Empowering Techquity: The Role of Generative AI in Bridging the Health Equity Divide
Despite growing attention to the issue of health equity, there are still stark disparities in healthcare experiences and outcomes for historically underserved populations with socioeconomic barriers to care.
Members of Black, Indigenous, and People of Color (BIPOC) communities are more likely to be uninsured, more likely to struggle with care access, and more likely to experience everything from chronic diseases to cancer compared to non-Hispanic white people.
Solving for these challenges to improve overall health equity will require a multifaceted, system-wide approach that combines policy, reimbursement, education, and technology.
The advent of generative artificial intelligence (AI) – algorithms that can produce new narrative, audio, or visual content in response to prompts – represents a promising opportunity to take a major step forward in addressing equity gaps across the care continuum.
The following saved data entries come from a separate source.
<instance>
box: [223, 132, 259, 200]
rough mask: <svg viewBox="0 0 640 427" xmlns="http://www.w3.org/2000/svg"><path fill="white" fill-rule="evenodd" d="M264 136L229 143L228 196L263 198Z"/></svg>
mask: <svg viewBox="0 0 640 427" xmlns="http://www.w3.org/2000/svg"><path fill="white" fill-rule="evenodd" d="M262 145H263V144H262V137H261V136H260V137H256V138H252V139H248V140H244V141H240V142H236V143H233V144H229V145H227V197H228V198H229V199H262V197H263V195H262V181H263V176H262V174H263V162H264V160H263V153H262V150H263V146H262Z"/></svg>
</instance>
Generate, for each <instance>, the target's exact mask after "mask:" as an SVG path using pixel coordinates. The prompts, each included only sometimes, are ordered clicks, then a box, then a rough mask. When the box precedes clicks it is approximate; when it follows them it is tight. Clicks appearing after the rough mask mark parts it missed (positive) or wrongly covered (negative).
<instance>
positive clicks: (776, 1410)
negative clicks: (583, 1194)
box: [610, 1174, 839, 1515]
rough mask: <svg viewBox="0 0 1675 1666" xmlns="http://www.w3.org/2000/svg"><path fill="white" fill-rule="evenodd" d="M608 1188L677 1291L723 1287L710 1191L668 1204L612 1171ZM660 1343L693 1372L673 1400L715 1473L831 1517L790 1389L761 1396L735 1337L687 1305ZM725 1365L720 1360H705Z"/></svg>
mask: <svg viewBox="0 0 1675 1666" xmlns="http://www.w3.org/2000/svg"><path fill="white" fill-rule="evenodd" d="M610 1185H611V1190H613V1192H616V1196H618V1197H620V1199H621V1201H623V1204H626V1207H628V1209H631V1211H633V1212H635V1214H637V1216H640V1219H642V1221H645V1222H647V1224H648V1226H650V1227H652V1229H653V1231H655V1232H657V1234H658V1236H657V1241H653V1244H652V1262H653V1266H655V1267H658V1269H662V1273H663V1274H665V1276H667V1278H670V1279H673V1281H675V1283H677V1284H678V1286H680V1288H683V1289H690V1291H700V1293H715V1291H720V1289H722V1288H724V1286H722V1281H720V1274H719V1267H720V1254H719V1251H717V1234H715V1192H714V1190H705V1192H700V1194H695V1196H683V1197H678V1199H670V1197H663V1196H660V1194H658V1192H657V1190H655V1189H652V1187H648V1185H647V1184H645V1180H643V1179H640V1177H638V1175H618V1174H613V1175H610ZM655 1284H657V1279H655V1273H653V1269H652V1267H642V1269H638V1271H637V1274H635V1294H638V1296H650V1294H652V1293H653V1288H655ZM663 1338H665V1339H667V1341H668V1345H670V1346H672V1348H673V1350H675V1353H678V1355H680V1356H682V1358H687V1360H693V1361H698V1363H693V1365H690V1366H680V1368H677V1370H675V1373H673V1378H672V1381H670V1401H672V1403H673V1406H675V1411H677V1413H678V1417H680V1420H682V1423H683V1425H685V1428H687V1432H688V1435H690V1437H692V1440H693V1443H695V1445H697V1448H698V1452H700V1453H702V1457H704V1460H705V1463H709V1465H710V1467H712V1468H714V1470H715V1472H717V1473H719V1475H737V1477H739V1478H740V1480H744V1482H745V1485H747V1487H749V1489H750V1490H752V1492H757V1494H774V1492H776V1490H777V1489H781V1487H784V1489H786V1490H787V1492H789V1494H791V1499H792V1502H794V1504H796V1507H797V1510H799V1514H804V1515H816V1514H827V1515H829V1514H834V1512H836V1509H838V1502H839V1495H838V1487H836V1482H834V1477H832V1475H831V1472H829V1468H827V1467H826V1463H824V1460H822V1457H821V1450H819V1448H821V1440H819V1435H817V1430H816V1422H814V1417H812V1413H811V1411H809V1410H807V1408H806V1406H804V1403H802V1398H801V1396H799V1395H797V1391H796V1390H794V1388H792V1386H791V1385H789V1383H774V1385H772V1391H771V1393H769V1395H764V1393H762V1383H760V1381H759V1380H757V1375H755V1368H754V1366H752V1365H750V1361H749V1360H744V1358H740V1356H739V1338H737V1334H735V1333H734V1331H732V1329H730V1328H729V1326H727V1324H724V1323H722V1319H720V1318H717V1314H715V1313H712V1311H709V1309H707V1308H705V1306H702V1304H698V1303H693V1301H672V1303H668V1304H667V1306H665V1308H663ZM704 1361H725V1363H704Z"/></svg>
Generative AI can analyze vast amounts of healthcare data to identify patterns and predict outcomes, leading to more comprehensive insight into where disparities exist and how to close the gaps. However, it is crucial to deploy these tools carefully and deliberately, since hidden biases in the source data could propagate into the results, thereby exacerbating issues instead of resolving them.
Recently, Divurgent and CHIME convened a roundtable of healthcare CIOs from organizations serving a wide range of diverse communities across the United States to discuss the challenges and opportunities of leveraging generative AI to reduce health disparities.
CHIME President and CEO Russell Branzell moderated the discussion group, joined by Divurgent’s COO Shane Danaher, Executive VP of Delivery Joe Grinstead, and VP of Delivery Dana Locke.
CIO participants included:
- Julia Zhou, CIO of Community Behavioral Health in Philadelphia
- CIO of a large tribally operated health system in Oklahoma
- Donna Roach, CIO of University of Utah Health
- Kevin Starnes, CIO of The Center Orthopedic & Neurosurgical Care in Oregon
- Linda Stevenson, CIO of Fisher-Titus Health in Ohio
- Beth Hunkeler, CIO of Dayton Physicians Network
- Chani Cordero, CIO of Brooke Army Medical Center in Texas
- Inderpal Kohli, VP & CIO of Englewood Health in New Jersey
Together, these experts shared their ideas about how to define health equity in the modern healthcare environment and how generative AI might be able to assist providers in achieving their equity goals.
Defining health equity against a background of disparities
The Centers for Disease Control and Prevention defines health equity as “the state in which everyone has a fair and just opportunity to attain their highest level of health.”
But that broad statement may not capture the nuances of what it takes to realize true health equity in the real-world health system.
“We tend to think of health equity as equal access to care, but it has to go deeper than that,” said Inderpal Kohli, VP & CIO of Englewood Health. “Even when care is accessible and the opportunity is there, outcomes are not the same across different groups. The access could be there, but the data we have is now revealing that there are inherent disparities in the way populations experience care and how those experiences translate into outcomes. For me, the definition of health equity must include a measurement of outcomes, not just accessibility.”
Donna Roach, CIO of University of Utah Health, agreed that the working definition of health equity must get more granular to avoid reinforcing the “two-tiered health system” that many communities currently face.
“Right now, society is more divided than ever into the haves and have nots. That is clearly reflected in our healthcare,” she explained. “If we want to overcome that, there has to be a baseline of services that we are providing to everyone, no matter who they are or what barriers they face: vaccines, dental health, preventive screenings, mental health. It should be part of every health system’s charter to ensure we’re doing that consistently and equitably across all our patient populations.”
“Prevention plays a critical role in advancing health equity. Promoting access to preventive services will be key to closing gaps in access, outcomes, and experiences for populations across the socioeconomic spectrum,” added Beth Hunkeler, CIO of Dayton Physicians Network based in Ohio. “And it has to happen in a big way.”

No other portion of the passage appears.